I suspected that it wasn’t just the watchman who had come to her telling tales. Clarita too?
“I’m taking them,” she said with her back to me, gathering up the copies. “I don’t want you to suffer.”
I asked whether that was all she had to say to me. Frau Else was slow to answer. She shook her head, came over to me, and planted a kiss on my forehead.
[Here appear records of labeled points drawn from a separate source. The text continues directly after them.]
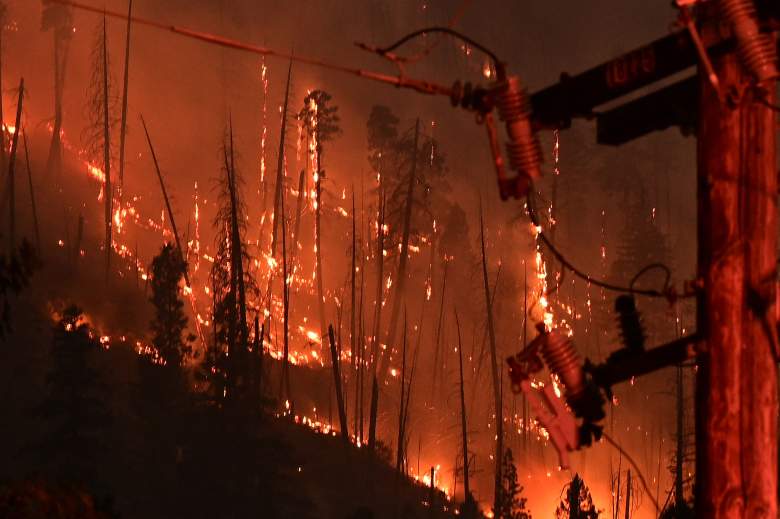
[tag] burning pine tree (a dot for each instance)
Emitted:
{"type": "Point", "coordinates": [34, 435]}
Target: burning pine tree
{"type": "Point", "coordinates": [169, 322]}
{"type": "Point", "coordinates": [577, 502]}
{"type": "Point", "coordinates": [230, 281]}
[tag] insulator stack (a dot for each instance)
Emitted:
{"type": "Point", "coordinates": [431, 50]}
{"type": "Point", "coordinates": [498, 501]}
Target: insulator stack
{"type": "Point", "coordinates": [630, 323]}
{"type": "Point", "coordinates": [756, 49]}
{"type": "Point", "coordinates": [565, 363]}
{"type": "Point", "coordinates": [525, 153]}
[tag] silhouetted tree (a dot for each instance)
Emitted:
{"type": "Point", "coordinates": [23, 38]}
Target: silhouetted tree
{"type": "Point", "coordinates": [58, 19]}
{"type": "Point", "coordinates": [577, 502]}
{"type": "Point", "coordinates": [511, 504]}
{"type": "Point", "coordinates": [15, 274]}
{"type": "Point", "coordinates": [321, 121]}
{"type": "Point", "coordinates": [74, 407]}
{"type": "Point", "coordinates": [169, 321]}
{"type": "Point", "coordinates": [224, 364]}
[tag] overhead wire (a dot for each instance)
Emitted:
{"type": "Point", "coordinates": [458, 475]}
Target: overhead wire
{"type": "Point", "coordinates": [421, 86]}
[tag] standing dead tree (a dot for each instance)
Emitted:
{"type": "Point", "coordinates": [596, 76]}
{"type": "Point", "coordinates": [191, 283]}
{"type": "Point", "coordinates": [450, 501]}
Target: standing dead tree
{"type": "Point", "coordinates": [337, 380]}
{"type": "Point", "coordinates": [123, 126]}
{"type": "Point", "coordinates": [321, 122]}
{"type": "Point", "coordinates": [101, 107]}
{"type": "Point", "coordinates": [278, 190]}
{"type": "Point", "coordinates": [58, 19]}
{"type": "Point", "coordinates": [3, 17]}
{"type": "Point", "coordinates": [399, 459]}
{"type": "Point", "coordinates": [440, 321]}
{"type": "Point", "coordinates": [285, 303]}
{"type": "Point", "coordinates": [237, 254]}
{"type": "Point", "coordinates": [36, 228]}
{"type": "Point", "coordinates": [11, 172]}
{"type": "Point", "coordinates": [463, 422]}
{"type": "Point", "coordinates": [403, 257]}
{"type": "Point", "coordinates": [108, 193]}
{"type": "Point", "coordinates": [168, 207]}
{"type": "Point", "coordinates": [380, 250]}
{"type": "Point", "coordinates": [225, 365]}
{"type": "Point", "coordinates": [494, 367]}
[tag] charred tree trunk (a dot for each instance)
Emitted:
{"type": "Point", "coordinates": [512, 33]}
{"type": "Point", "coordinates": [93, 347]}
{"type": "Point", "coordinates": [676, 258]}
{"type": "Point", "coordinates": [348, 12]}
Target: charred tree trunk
{"type": "Point", "coordinates": [32, 196]}
{"type": "Point", "coordinates": [61, 34]}
{"type": "Point", "coordinates": [318, 241]}
{"type": "Point", "coordinates": [108, 192]}
{"type": "Point", "coordinates": [123, 127]}
{"type": "Point", "coordinates": [463, 422]}
{"type": "Point", "coordinates": [402, 262]}
{"type": "Point", "coordinates": [679, 451]}
{"type": "Point", "coordinates": [400, 446]}
{"type": "Point", "coordinates": [375, 350]}
{"type": "Point", "coordinates": [237, 259]}
{"type": "Point", "coordinates": [628, 495]}
{"type": "Point", "coordinates": [352, 285]}
{"type": "Point", "coordinates": [11, 171]}
{"type": "Point", "coordinates": [285, 304]}
{"type": "Point", "coordinates": [167, 200]}
{"type": "Point", "coordinates": [494, 368]}
{"type": "Point", "coordinates": [337, 381]}
{"type": "Point", "coordinates": [437, 340]}
{"type": "Point", "coordinates": [280, 164]}
{"type": "Point", "coordinates": [359, 397]}
{"type": "Point", "coordinates": [3, 158]}
{"type": "Point", "coordinates": [298, 214]}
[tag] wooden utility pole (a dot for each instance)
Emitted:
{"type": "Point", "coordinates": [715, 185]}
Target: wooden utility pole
{"type": "Point", "coordinates": [736, 386]}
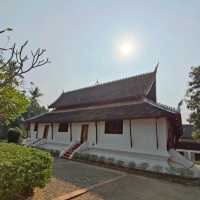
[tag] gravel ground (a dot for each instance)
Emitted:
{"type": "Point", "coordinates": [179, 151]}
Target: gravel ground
{"type": "Point", "coordinates": [134, 187]}
{"type": "Point", "coordinates": [70, 176]}
{"type": "Point", "coordinates": [80, 174]}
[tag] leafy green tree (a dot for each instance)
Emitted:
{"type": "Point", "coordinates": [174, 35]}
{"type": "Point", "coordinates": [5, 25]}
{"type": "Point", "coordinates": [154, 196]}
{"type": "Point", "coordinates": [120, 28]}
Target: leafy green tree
{"type": "Point", "coordinates": [193, 101]}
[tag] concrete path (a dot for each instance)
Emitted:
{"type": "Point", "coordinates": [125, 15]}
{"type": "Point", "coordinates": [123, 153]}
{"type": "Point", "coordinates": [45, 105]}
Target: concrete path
{"type": "Point", "coordinates": [128, 187]}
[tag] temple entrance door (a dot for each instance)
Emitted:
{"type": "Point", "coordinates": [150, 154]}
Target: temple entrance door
{"type": "Point", "coordinates": [84, 133]}
{"type": "Point", "coordinates": [46, 130]}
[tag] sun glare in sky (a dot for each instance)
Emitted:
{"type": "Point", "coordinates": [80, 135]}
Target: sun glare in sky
{"type": "Point", "coordinates": [126, 48]}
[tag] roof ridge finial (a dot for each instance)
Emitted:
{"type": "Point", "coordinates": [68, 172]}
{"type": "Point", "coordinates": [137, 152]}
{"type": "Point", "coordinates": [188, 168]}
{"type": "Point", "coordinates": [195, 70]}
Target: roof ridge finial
{"type": "Point", "coordinates": [156, 68]}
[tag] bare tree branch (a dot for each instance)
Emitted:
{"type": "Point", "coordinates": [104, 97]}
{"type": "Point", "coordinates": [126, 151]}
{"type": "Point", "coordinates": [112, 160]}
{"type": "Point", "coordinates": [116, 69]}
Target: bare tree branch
{"type": "Point", "coordinates": [16, 63]}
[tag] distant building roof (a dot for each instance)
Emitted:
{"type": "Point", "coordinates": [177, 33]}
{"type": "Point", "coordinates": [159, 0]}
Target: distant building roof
{"type": "Point", "coordinates": [187, 131]}
{"type": "Point", "coordinates": [115, 91]}
{"type": "Point", "coordinates": [145, 109]}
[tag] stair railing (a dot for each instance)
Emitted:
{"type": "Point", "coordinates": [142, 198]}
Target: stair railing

“You remind me of my mother,” I said.
With her eyes open, Frau Else kissed me hard on the mouth. How about now? Without knowing very well what I was doing I took her in my arms and deposited her on the bed. Frau Else started to laugh. You’ve had nightmares, she said, thinking probably of the terrible mess the room was in. Her laughter, though it may have verged on the hysterical, was like a girl’s. With one hand she stroked my hair, murmuring unintelligible words, and when I lay down beside her I felt on my cheek the contrast between the cold linen of her blouse and her warm skin, soft to the touch. For an instant I thought she was going to surrender at last, but when I slid my hand under her skirt and tried to pull down her underpants, it was all over.
“It’s early,” she said, sitting up on the bed as if propelled by a spring of unpredictable force.
“Yes,” I admitted. “I just got up, but what does it matter?”
Frau Else got all the way up and changed the subject as her perfect—and quick!—hands straightened her clothes, moving like entities completely separate from the rest of her body. Cleverly she managed to turn my words against me. I’d just gotten up? Did I have any idea what time it was? Did I think it was decent get up so late? Didn’t I realize how confusing it was for the cleaning staff? As she delivered this speech, she kicked every so often at the clothes scattered on the floor and put the photocopies in her pocket.
Basically, it became clear that we weren’t about to make love, and my only consolation was the discovery that she had yet to find out about the incident with Clarita.
As we said good-bye, in the elevator, we agreed to meet that evening in the church square.
With Frau Else at Playamar, a restaurant about three miles inland, nine p.m.
“My husband has cancer.”
“Is it serious?” I ask, aware that this is a ridiculous question.
“Terminal.” Frau Else looks at me as if we’re separated by bulletproof glass.